Predicting human mobility flows in cities using deep learning on satellite imagery

Understanding the interaction between complex urban environments and human mobility flow patterns underpins adaptive transport systems, resilient communities, and sustainable urban developments, yet inter-regional origin-destination mobility flow information from traditional surveys are costly to update. The satellite imagery offers up-to-date information on urban sensing and opens avenues to examine urban morphology-mobility dynamics. This study develops a deep learning model, Imagery2Flow for predicting fine-grained human mobility flows in urban areas using 10 to 30-meter medium resolution satellite imagery in a timely and low-cost manner. Extensive experiments demonstrate good performance and flexible spatial-temporal generalizability on the top-10 largest metropolitan statistical areas of the United States.

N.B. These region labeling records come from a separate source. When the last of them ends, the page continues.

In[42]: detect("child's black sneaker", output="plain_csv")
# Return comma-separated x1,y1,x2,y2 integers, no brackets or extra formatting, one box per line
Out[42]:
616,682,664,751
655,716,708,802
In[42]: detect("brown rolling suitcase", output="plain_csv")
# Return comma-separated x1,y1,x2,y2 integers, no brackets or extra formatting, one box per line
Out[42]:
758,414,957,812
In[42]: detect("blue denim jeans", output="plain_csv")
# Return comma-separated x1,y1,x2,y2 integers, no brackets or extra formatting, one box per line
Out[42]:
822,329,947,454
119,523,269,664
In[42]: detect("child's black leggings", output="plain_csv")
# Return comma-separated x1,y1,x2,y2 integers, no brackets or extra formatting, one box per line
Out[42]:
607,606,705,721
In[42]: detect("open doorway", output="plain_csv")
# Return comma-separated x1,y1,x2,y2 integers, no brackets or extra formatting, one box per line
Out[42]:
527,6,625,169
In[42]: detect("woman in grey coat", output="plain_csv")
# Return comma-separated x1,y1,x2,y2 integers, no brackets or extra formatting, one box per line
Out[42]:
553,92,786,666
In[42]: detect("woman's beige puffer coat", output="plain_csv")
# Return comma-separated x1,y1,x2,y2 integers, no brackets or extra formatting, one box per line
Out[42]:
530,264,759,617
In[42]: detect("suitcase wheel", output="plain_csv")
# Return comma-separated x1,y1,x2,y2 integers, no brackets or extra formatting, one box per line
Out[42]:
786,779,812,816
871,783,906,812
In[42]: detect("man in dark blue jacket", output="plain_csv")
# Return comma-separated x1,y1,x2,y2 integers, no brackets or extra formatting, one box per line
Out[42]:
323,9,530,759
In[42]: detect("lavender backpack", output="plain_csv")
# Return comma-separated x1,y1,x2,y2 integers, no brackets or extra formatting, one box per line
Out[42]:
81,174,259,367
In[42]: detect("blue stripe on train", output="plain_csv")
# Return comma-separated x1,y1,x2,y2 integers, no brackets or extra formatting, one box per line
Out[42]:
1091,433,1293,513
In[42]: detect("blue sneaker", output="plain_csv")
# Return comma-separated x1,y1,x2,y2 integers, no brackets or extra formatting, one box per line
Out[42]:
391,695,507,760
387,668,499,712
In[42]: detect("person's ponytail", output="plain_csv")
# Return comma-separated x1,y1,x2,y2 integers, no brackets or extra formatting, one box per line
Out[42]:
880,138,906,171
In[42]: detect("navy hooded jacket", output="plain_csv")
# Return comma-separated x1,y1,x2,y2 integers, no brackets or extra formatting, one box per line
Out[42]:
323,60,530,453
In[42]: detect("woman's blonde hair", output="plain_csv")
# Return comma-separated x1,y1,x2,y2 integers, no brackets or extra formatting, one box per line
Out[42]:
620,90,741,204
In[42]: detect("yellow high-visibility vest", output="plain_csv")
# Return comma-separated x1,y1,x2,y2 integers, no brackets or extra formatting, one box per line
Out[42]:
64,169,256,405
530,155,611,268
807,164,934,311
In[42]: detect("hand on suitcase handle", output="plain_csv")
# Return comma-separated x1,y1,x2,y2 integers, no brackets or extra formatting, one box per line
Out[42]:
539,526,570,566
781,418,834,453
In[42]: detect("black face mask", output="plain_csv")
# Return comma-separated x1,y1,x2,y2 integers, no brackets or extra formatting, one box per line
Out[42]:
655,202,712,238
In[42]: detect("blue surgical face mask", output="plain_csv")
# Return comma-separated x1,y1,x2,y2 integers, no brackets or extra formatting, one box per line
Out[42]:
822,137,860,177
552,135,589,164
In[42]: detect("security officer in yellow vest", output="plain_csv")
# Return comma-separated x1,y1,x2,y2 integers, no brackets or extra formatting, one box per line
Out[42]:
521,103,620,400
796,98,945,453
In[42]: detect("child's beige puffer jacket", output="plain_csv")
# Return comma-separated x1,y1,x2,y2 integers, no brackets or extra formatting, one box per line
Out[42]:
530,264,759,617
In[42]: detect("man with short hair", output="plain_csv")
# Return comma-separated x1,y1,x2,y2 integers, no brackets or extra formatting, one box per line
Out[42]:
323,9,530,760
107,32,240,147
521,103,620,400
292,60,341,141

Through exploring the spatial heterogeneous effects, we investigate the urban factors (centrality and compactness) influencing human movement flow distributions, enhancing our comprehension of their interactions. The spatial transferability of Imagery2Flow helps reduce regional inequality by informing decisions in data-poor regions, learning from data-rich ones. Interestingly, the typologies of urban sprawl can help explain the cross-city model generalization capability. The temporal transferability proves that human dynamics of cities and the process of urbanization can be well captured from the observed built environment by remote sensing.